A petty misdemeanor on parole
Which for a jaded audience of peers
Who benefit from all the loot he stole

Receives what he expects: some scripted cheers
While worthless-ticket holders offer jeers

The prefix “mono-“ hardly summarized
The artless mania that he portrayed
The image of “commander” that he prized

The pious son who knelt at night and prayed
To “higher” father-figures overhead
Who to his raving scant attention paid;

In whom a bored indifference he bred
Since he by habit good advice ignored
Not even Santa readying his sled

Could find a reindeer who could be implored
To make its mark and join a voyage damned
Because no navigator served aboard;

Because the crew with landlubbers was crammed
Then shut, recruitment’s door abruptly slammed

And so a ship of fools put out to sea
Equipped with rigging fit to sail a tub
A bathroom Bounty doomed to travesty

As Mr. Christian chose his toes to stub
Parading on the poop deck with no boots
His mission he proceeded soon to flub

Despite the sycophants in hired cahoots
Who swore to varnish each and every gaffe;
Who overlooked the raspberries and hoots

From those who clearly saw and had to laugh
As such pretentious Keystone Cops as these
Proposed themselves the ship of state to staff

To cruise the fires of Hell till they should freeze;
To reach the Moon and bring back its green cheese

Bullwinkle Moose would say, “This time for sure!”
And then would pull no rabbit from his hat
Before which act the squirrel would demur

By saying: “That trick never works!” and that
Persisting in such vain attempts to trick
Would only throw into the fire more fat

Which hardly made the Moose look deftly slick
Just only more inclined to postulate
That with another hat good luck might pick

A bunny, not the awful ungulate
Whose sharp hooves stomp magicians blue and black
Who heed not their own words: “Now concentrate ...”

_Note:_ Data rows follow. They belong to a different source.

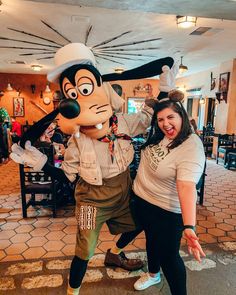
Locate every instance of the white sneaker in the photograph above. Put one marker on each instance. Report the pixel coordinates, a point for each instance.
(146, 281)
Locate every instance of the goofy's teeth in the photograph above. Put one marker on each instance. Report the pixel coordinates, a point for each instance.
(77, 132)
(99, 126)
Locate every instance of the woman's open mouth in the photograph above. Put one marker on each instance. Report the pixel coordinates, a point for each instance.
(97, 126)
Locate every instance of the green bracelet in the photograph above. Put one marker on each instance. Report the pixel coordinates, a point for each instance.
(189, 226)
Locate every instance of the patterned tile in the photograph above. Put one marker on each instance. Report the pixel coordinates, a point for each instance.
(40, 235)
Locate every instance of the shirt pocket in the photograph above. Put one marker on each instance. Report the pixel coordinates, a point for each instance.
(127, 151)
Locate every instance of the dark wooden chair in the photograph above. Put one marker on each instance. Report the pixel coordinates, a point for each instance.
(226, 144)
(35, 183)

As one more “new” “way” “forward” in Iraq
“Advances” us just two more old steps back

So sailed around in circles this lost raft
Propelled by swirls and eddies too severe
To navigate in such a ruined craft

That once had seemed impervious to fear
Bravado substituting for a chart
Now rudderless, off course, he can’t see clear

To bravely act a poorly written part
Except to brazenly puff out his chest
And claim “It’s not a science, but an art”

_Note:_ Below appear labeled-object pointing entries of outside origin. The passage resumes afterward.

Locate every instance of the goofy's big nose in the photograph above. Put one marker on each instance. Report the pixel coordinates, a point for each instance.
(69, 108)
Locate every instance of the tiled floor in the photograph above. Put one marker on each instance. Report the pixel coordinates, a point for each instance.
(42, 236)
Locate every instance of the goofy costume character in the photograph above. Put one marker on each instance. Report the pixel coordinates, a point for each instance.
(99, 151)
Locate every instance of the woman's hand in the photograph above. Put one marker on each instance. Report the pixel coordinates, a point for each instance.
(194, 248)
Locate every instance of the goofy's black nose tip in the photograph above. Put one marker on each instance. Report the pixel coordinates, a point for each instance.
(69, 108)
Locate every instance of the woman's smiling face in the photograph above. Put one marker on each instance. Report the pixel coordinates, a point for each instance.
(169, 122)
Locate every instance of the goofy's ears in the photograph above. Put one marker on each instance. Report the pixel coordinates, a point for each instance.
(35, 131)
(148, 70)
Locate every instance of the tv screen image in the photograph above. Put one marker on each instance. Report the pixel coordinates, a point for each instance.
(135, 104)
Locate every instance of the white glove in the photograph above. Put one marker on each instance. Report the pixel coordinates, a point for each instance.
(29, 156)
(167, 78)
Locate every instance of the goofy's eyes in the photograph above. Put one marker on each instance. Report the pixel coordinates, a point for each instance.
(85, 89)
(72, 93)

He fails in fact but says he did his best
Which in some private schools means “never mind”
And somehow translates to: “I passed the test”

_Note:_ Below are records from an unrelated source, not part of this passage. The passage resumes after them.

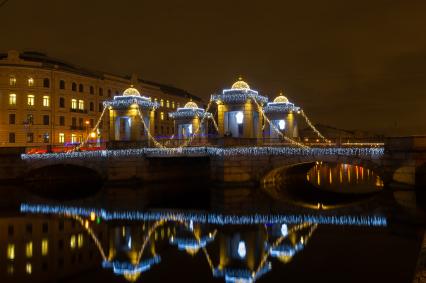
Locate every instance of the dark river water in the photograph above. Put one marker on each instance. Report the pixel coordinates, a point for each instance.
(330, 223)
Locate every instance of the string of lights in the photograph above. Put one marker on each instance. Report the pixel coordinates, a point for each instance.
(210, 218)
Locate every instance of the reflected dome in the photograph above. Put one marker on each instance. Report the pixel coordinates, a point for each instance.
(191, 105)
(131, 91)
(240, 84)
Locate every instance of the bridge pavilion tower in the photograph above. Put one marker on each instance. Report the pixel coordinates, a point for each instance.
(131, 116)
(190, 118)
(239, 115)
(282, 115)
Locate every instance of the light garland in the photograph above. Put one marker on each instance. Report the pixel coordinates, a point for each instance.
(123, 102)
(210, 218)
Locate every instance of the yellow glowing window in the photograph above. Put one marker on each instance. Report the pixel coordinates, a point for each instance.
(28, 268)
(73, 103)
(12, 99)
(72, 242)
(44, 247)
(30, 100)
(80, 240)
(46, 101)
(29, 249)
(12, 81)
(11, 251)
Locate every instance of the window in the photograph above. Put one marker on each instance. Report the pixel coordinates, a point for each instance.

For crony kids ordained to always find
Reward for nothing offered up in kind.

This tale of Moby Dork has yet no end
For he who sought to wreak his righteous wrath
Upon a fleeing fish now cannot send

To know who placed the buoy into his path;
To tinkle, not to toll, him on his way.
For one who simply could not do the math

No course-correcting calculations lay
Around for easy pickings floating by.
Engulfed in fog, he saw no brighter day

But heard a chuckling ominously nigh
Not knowing he had reached his Brobdingnag
Where he, the tiny Lilliputian fly,

Would find the gods as wanton boys a drag
Who for their sport had cast him in their gag

For soon the erring boy would know the tune
Of Ahab’s lyrics written small and slim
For simple minds like his, a single rune

Compressed and summarized for such as him
Whose single concept, “war,” left only room
To entertain a prudish moral prim

Although he liked to say he felt no gloom
And slept without a nightlight, sound and well
Each day advanced him closer to his doom

As if bewitched by some enchanter’s spell
He bled his nation’s army thin and pale
While he devised more lies to try and sell.

He bleached the white itself out of the whale
Which left transparency to tell his tale.